The Nobelites cited Obama for wishing for a nuke-free world, yet he has not said what he will do to implement this desire against rogue states like North Korea (with nukes) and Iran (almost there). To be fair, defanging these snakes requires global action and not many who share Obama's dream will lift a finger to make it come true.

So, what prodded the Nobelites to give an honor that confounded both Obama's friends and foes? I picture the scene in "A Clockwork Orange" in which hooligan Alex has his eyes taped open and is exposed to repeated, disturbing sexual images. I imagine the Nobelites, their eyes taped open, exposed to an endless loop of New Jersey school children singing, "Barack Hussein Obama, Mmmm, Mmmm, Mmmm."

This is not criticism of Obama. He was as surprised as the rest of us and I'm betting a little embarrassed, like hitting the lottery when you hadn't even bought a ticket. This is a knock of the Nobelites, who live in a fantasy world in which wishing and accomplishment are interchangeable.

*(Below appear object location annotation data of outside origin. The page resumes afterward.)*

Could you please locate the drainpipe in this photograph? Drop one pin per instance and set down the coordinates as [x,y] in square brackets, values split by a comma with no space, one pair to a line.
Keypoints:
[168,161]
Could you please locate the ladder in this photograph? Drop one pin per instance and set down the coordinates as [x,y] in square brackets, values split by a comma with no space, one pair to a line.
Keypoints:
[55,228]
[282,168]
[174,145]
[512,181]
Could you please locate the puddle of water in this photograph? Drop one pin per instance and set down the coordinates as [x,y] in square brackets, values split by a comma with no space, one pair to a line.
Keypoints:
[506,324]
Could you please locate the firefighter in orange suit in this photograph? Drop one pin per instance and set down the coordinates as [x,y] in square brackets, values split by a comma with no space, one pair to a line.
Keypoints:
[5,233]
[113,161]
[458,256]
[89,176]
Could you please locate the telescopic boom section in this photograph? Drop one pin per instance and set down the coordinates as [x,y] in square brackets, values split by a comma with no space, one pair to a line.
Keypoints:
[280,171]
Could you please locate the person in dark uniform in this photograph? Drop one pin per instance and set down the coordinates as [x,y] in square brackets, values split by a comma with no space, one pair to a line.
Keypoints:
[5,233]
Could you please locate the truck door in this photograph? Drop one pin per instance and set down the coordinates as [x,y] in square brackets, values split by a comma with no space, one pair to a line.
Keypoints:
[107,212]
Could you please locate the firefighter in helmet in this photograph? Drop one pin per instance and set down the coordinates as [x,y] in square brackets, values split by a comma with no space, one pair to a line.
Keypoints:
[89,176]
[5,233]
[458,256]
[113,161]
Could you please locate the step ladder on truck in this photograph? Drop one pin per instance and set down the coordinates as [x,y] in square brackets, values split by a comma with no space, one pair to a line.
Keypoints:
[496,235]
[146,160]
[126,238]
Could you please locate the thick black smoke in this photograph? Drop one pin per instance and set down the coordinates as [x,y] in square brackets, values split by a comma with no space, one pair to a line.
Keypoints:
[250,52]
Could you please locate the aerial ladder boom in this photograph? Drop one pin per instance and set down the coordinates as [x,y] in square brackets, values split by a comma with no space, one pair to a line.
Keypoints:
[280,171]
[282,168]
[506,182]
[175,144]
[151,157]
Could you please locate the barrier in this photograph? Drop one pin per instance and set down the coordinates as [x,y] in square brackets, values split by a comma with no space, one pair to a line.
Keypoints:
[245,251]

As an example, the 1994 Nobel Peace Prize was awarded jointly to PLO Chairman Yasser Arafat, Israeli Prime Minister Yitzhak Rabin and Foreign Minister Shimon Peres "for their efforts to create peace in the Middle East." The Nobelites popped the champagne a bit too early.

Was there peace? No. Peace proved to be a mirage, a shadow with no substance.

The prize was for "efforts," which were unsuccessful. Words count more than actions? Effort is more important than success?

Why not Bill Clinton for "almost" getting it done with Nobel Peace Laureate Arafat and Israel Prime Minister Ehud Barak in 2000? Why not Bill Gates for billions spent to rid the world of disease? Why not Brad Lidge for making good effort and "almost" saving 11 games?

It's their prize, it's their money, they can do what they want to do. But they have - again - mystified the masses with a politically correct, but reality-wrong, selection. By their standards, I'm overdue for a Pulitzer.